As it was during the event two years ago, Graziano Cosner, director of the municipal libraries of the plateau, looked to the past. He did so by recalling the Carte di Regola (literally, Charter of Rules), documents in which, in the past, the rules of civil coexistence were defined in many villages of Trentino. In particular, he highlighted how three concepts that emerge by studying the ancient Carte di Regola can be fundamental even today to plan for the future:
- Resilience, a term perhaps abused today, but which perfectly describes what it meant to inhabit the inhospitable mountains of the past;
- Limit, or the actuality that is based on the future. In the past, many decisions, such as the exploitation of forests, were based on measuring real needs and eliminating the superfluous, in order to preserve the future;
- Responsibility, as a communal and social dimension. In the past, the community was not seen as a detriment, but as an empowerment of the individual.

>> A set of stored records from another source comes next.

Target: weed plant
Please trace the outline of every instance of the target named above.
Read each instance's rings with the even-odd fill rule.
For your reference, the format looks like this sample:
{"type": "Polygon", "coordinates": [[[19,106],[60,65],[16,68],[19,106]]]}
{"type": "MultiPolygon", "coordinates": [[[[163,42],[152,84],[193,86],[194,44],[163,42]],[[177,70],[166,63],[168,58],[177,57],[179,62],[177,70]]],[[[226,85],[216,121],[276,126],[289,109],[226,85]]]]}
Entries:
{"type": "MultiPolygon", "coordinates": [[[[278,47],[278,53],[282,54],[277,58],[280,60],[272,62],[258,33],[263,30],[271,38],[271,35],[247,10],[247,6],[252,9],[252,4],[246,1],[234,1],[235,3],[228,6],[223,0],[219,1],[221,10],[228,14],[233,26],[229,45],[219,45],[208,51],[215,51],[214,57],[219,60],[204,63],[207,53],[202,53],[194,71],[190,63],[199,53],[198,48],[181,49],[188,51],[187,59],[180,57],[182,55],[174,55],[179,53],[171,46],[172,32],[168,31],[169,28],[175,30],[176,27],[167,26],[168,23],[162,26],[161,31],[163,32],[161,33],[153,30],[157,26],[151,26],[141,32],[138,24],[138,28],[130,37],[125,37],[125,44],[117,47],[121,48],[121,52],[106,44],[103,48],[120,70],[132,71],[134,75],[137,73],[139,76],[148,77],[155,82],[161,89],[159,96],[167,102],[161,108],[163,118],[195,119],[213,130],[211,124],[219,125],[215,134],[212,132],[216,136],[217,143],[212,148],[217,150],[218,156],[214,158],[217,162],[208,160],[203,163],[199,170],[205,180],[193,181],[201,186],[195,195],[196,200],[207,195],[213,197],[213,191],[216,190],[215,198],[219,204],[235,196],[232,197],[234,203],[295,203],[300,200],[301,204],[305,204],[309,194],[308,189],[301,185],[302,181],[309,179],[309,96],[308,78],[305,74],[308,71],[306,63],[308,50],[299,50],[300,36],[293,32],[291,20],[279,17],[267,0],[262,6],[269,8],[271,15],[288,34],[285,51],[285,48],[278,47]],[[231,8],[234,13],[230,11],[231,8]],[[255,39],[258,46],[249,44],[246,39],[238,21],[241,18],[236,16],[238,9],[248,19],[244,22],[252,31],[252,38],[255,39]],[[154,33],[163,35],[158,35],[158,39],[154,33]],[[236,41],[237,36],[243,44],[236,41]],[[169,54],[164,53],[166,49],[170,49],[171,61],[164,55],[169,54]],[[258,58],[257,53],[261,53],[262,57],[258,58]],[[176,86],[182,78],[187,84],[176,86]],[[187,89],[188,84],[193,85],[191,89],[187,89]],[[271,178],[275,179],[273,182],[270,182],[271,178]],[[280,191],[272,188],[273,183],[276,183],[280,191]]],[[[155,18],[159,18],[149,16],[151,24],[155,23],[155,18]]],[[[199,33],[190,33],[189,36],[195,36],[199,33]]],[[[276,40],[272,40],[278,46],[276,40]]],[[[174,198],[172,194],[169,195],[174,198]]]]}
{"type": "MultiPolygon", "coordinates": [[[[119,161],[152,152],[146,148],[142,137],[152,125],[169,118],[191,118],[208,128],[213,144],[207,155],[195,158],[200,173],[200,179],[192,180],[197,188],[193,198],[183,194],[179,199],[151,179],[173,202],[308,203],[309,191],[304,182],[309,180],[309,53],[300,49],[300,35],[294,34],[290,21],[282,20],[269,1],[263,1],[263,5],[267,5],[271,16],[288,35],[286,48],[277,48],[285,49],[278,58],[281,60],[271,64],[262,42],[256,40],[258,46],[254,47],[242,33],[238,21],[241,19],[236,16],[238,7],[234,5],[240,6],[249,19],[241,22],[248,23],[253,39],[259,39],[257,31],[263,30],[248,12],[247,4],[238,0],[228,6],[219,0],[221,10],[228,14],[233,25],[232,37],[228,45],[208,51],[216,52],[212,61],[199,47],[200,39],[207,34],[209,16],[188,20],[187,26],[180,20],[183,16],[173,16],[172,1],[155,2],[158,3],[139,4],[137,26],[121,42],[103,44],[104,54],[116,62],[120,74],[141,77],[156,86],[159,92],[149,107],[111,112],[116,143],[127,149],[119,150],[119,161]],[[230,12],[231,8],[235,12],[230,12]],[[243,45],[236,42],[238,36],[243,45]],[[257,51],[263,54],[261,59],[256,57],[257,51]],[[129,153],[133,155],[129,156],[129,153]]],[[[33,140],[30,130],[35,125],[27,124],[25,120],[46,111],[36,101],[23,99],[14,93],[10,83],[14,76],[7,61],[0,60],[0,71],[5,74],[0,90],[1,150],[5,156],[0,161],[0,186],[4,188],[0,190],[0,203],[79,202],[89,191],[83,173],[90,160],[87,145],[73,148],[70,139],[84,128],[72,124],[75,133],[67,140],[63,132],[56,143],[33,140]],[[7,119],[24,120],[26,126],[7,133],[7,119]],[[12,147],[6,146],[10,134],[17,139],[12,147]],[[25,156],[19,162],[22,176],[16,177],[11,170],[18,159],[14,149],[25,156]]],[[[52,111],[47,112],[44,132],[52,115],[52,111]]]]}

Inspired by the tradition of the Carta di Regola, the work team drafted the Carta dei Valori (literally, Charter of Values) of the future-oriented Paganella community. Ten guiding principles, valid for individuals, companies, organizations, but also public institutions with the aim of contributing to the construction of a community based on shared values, where tourism is the engine to plan and develop the future. In the most moving moment of the evening, couples of grandparents and grandchildren of the 5 villages that make up the plateau unveiled the 10 principles to the public.
From these principles were born ideas that look to the future and that will help the Paganella Plateau become, over time, a more balanced tourist destination, for residents and tourists. Luca D’Angelo, director of the DMO, illustrated these ten projects to the community: projects that point towards an increasingly gentle form of mobility that leads the Plateau to become a traffic-free alpine tourist resort; that encourage even more, the care of the beauty of places and people; who focus on young people. Now the whole community, including the guests, will be called upon to turn these projects into reality.
At the end of the evening, the documentary produced by the Danish company Frame&Work, who consulted on the project, was shown to the community. A documentary that tells the past and present of our community and the questions that in these two years we have begun to ask ourselves: a real gift to the community of the Paganella plateau, so that the legacy of the project is not a 30-page report that no one will ever read, but testimony and memory of when in Dolomiti Paganella we decided to design the future.